Spencer calls upon the muses in the first stanza for inspiration in order to communicate his feelings about his bride and events of the special day.
Ye learned sisters which have oftentimes
Beene to me ayding, others to adorne:
Whom ye thought worthy of your gracefull rymes,
That even the greatest did not greatly scorne
To heare theyr names sung in your simple layes,
But joyed in theyr prayse.
He proceeds to invoke the assistance of other gods and goddesses for different roles. He calls upon Hymen to wake up his bride and attest to the immediacy of the event.
Bid her awake; for Hymen is awake,
And long since ready forth his maske to move,
He calls on to the nymphs to assist in the bride’s preparation and to decorate the path leading to the location of the ceremony.

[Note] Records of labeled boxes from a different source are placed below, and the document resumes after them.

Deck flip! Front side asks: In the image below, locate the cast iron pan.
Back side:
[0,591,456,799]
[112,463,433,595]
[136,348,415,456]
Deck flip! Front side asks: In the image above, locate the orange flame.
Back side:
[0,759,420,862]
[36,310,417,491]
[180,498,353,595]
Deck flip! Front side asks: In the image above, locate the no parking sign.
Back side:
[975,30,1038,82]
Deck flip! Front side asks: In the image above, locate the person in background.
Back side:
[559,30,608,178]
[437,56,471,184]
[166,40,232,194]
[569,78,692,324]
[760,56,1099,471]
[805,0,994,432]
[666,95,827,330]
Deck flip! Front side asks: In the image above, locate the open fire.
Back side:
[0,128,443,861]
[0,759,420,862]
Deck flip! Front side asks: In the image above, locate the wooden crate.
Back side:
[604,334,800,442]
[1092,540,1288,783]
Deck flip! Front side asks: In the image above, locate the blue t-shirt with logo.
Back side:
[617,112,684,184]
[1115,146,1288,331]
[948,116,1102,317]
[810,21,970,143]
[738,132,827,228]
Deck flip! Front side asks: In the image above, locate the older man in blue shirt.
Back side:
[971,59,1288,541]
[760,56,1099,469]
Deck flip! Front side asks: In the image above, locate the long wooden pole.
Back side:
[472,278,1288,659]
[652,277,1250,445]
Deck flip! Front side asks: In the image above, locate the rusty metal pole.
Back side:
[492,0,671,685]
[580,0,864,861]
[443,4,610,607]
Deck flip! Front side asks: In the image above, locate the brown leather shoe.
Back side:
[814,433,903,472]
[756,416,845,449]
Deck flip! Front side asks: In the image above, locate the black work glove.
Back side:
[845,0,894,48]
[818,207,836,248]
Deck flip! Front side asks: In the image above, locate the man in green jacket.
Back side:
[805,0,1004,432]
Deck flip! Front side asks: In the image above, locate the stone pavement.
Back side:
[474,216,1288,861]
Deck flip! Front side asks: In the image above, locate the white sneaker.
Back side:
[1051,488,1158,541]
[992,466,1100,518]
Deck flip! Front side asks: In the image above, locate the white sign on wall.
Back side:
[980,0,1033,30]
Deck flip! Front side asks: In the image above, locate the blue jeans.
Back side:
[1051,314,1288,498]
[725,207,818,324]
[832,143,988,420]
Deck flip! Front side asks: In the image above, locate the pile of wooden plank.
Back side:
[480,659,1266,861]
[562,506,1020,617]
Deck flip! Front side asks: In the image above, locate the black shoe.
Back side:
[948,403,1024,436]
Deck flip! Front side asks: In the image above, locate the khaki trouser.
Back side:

Bring with you all the Nymphes that you can heare
Both of the rivers and the forrests greene:
He also attests to his personal insecurities and asks the nymphs to protect his bride and offer protection during the event. The groom takes on the role of Phoebus and compares his bride to Phoebe in reference to their perfect bond.
These examples show the author's ability to artistically describe the Christian wedding while blending it with aspects of Greek mythology.